Sterling Harry Schoen ably describes the awakening that occurred to him during that summertime visit to Chicago, and his subsequent research, in a letter he wrote in 1996, sixteen years after he left behind the leadership of the organization he had created, The Consortium for Graduate Study in Management.
In that letter to Professor Alfred Edwards at the University of Michigan (where Schoen himself had received his MBA and doctorate), he writes, “I witnessed the burning of Chicago.”
Later, he goes on: “It was there that I first conceived of the notion that our business schools might take a more active and constructive role in promoting equal opportunity employment in our country. I soon realized that Washington University by itself could make little impact on the problem, and so the idea of a consortium of leading universities was conceived.”
As Barbara Britton Jones writes in Leading the Challenge of Change, The Consortium’s definitive history, Schoen returned from Chicago “with an awakened consciousness of the pervasive corporate culture of unequal access for African Americans and an inspired vision for a program that could potentially displace a system deeply rooted in discrimination. In his understated manner and deliberate methodology, Professor Schoen took the time he needed to gather data, resources and support for his idea before presenting it to an audience for scrutiny.”
Schoen was born Jan 21, 1918, in Daggett, Mich., 10 months before the armistice that ended World War I. Raised with his sister Norma Jean in the upper midwest, Jones writes that he was “a child of the Roaring Twenties, (with) a front-row seat to an era of tremendous economic growth, flappers, gin, jazz, prohibition, the infamy of Al Capone and a world made smaller by the evolving popularity of the radio.”
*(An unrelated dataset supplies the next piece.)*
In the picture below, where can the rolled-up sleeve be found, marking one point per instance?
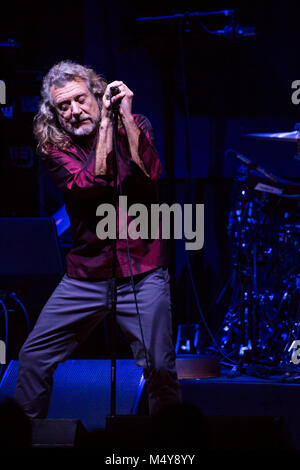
(72, 175)
(146, 148)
After his experience in Chicago, along with his research showing zero African Americans in leadership positions in the Fortune 500 companies of the era, he gained the support of the Washington University business school leadership to pursue his idea.
By summer of 1966, he had arranged for $20,000 from the Alfred P. Sloan Foundation to underwrite a “feasibility conference,” where nearly 50 representatives from business, higher education, the public sector and the nonprofit world gathered at Washington University to consider whether such a “consortium” would serve the goals Schoen had envisioned.
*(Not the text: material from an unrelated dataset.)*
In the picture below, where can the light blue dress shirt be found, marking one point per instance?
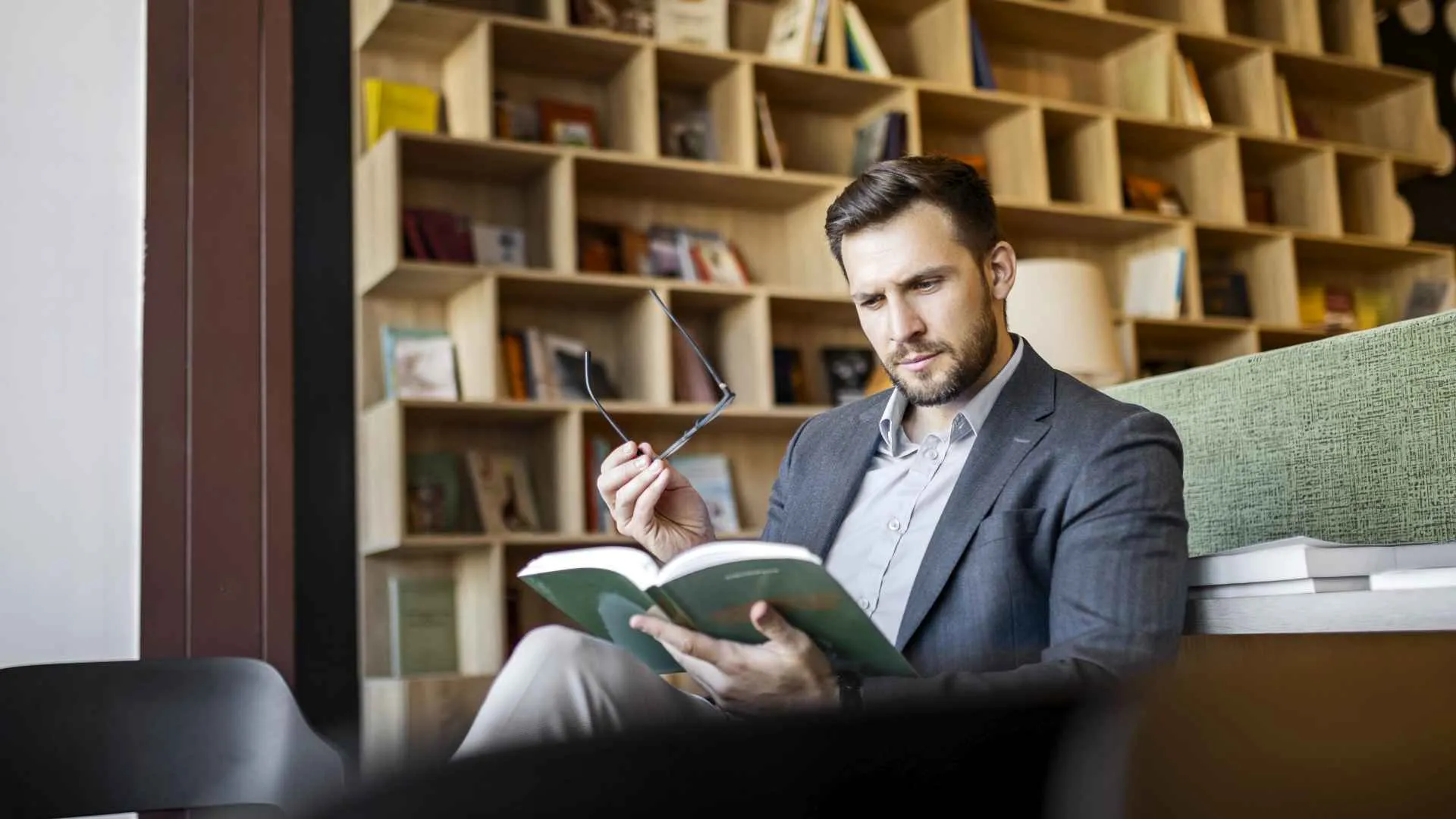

Once given the green light in August 1966, the program was off and running, with Schoen as the part-time director: Two-thirds of his time was devoted to The Consortium, while the rest remained with his professorial commitments at the business school.
“When Professor Schoen stepped into the directorship of The Consortium, he did so with passion and resolve,” Jones writes in Leading the Challenge of Change. “He was involved at every level of the organization. One has only to review the massive numbers of letters — the length of which often exceeded five typewritten pages with carbon copies — references to phone calls and visits, funding proposals, etc., to understand the magnitude of the time and effort Professor Schoen poured into his work.”
Schoen guided The Consortium through a name change (the organization originally included “for Negroes” in its title); an expansion of its mission to include women, Hispanic Americans and Native Americans; its conversion to a nonprofit corporation, separate from Washington University; and its expansion from three to six member schools before retiring as The Consortium’s director in 1980.
Schoen died Nov. 20, 1999, at Missouri Baptist Medical Center in west St. Louis County after suffering a heart attack. He was 81. He was memorialized in an obituary in Washington University’s “Record” as the man who “brought more than 3,000 minority men and women into the ranks of American business management.”